To Be Continued…

Three years ago I set my sights on a long-term goal to complete solo Race Across America (RAAM) in the year 2020. At the time I was a rookie ultracyclist who had qualified for solo RAAM on a whim at the 6-12-24 Hour World Time Trial Championships (WTTC) in 2017. I had no other real ultracycling experience and no idea of the journey I was about to undertake. Since that time, I won the 24 hour solo female division of the 6-12-24 Hour WTTC in 2018 and won Race Across the West outright in 2019. Assuming I could put together the funds and support crew, things were looking good for a successful outcome at RAAM 2020.

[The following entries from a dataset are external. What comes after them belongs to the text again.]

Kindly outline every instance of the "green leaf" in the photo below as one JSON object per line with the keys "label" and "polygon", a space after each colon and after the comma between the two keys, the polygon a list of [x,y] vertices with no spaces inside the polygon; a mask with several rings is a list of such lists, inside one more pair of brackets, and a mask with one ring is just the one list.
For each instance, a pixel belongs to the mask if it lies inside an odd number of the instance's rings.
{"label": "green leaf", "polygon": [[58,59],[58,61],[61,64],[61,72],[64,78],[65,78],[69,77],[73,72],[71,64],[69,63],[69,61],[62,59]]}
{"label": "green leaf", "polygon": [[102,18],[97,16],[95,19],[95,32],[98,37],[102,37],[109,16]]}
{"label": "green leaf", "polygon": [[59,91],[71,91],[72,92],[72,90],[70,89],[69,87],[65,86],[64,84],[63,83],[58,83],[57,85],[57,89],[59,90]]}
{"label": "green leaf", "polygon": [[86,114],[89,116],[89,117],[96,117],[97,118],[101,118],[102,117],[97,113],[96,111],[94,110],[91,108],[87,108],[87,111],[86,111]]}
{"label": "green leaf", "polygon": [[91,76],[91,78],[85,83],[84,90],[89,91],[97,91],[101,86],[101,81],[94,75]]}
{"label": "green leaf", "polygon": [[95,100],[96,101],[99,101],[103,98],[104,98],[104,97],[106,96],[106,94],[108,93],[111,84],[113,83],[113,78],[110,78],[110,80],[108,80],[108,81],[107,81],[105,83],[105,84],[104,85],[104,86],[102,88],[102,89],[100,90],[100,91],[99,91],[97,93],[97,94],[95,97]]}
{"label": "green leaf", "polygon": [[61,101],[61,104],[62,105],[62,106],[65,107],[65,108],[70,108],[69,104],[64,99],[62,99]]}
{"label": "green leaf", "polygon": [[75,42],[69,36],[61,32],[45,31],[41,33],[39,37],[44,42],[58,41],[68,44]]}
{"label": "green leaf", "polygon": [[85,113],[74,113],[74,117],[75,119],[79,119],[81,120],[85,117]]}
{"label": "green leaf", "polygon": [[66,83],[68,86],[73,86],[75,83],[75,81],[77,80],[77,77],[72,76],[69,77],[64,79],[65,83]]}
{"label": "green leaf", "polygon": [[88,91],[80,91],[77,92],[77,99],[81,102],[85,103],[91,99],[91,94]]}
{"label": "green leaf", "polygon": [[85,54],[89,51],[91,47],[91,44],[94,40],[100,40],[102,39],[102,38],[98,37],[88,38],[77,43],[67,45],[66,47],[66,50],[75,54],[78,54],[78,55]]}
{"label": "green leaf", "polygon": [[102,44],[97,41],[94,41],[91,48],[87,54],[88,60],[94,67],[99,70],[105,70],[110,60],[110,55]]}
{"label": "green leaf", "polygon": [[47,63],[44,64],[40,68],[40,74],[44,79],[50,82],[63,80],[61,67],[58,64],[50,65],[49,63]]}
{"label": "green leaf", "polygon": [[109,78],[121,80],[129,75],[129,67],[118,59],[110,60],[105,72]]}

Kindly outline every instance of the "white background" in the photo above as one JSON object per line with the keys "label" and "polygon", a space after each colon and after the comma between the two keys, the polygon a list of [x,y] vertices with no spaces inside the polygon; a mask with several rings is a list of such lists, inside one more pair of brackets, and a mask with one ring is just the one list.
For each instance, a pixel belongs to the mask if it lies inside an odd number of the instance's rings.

As the COVID pandemic shut down the world in early 2020, it was looking less likely that RAAM  would happen. I had spent the first few months of the year focusing all of my spare time and energy on training, fundraising, and administrative tasks to prepare for RAAM. The thought that I had possibly done all that work for a race that wouldn’t happen was devastating. By the time RAAM was officially cancelled in late March, I had talked myself into believing that it was for the best. With everything shut down and the economy crashing, it would have been extremely difficult to continue to prepare and fundraise anyway. I decided to look at the cancellation as a blessing in disguise, giving me another year to prepare for possibly the most challenging thing I will ever attempt in my life.

I was able to stay positive throughout most of the year and focused my training on some events later in the year, most notably a fun 4x relay at Hoodoo 500 in August and a 24 Hour World Record attempt in place of the cancelled 6-12-24 Hour WTTC. 

After my world record attempt, I knew I needed to get moving on putting together a new RAAM support crew and somehow try to finish raising the funds needed to race across the country. With surges in the pandemic resulting in further lockdowns around the world, it has not been looking promising that RAAM will happen in 2021, either. It became very difficult to stay motivated to put in the work for a race that might not happen. I’ve also been very hesitant to ask other people for their time and resources to support me. With strict restrictions on social distancing in California, fundraising events will be next to impossible.

A few weeks ago, I was talking with some friends and was asked what my plans were for 2021. I mentioned that I was theoretically supposed to do RAAM in June, but that I wasn’t too hopeful it would happen and therefore not very motivated to prepare. It was suggested that maybe I should just put it on hold until next year. I think that the was the first time I seriously considered rolling my registration over another year. I spent several weeks deliberately and discussing this option, as it was a decision I did not intend to take lightly.

Logically, I knew the best decision would be to postpone RAAM until 2022. Even if the race is able to happen in June, I am not confident that I would arrive at the start line adequately prepared and properly funded given the current circumstances. Going into my rookie attempt at solo RAAM with anything less than 100% commitment and preparation would be asking for a disastrous result. Emotionally, I had a very difficult time letting this reality sink in. I’ve been preparing for this race for so long. It’s heartbreaking to have to put it off yet another year. But I finally made it official last week and have deferred my RAAM registration until 2022.

I do hope that RAAM and RAW are able to go on as planned this year, even if I won’t be racing. If it does take place, I definitely plan to be at the start in Oceanside and may even look for a spot on a RAW support crew. I’m sure it will be somewhat difficult to watch the race as a crew member or spectator, but for now I feel like a weight has been lifted off my shoulders. I am confident that having an extra year to prepare will give me the best chance of a successful Race Across America.

I’ll have to wait another year to get to the Race Across America starting line in Oceanside.

One thought on “To Be Continued…”

  1. Jen, your decision is totally understandable and I’m sure that all of your many followers will be fully behind you and looking forward to your updates as the year unfolds.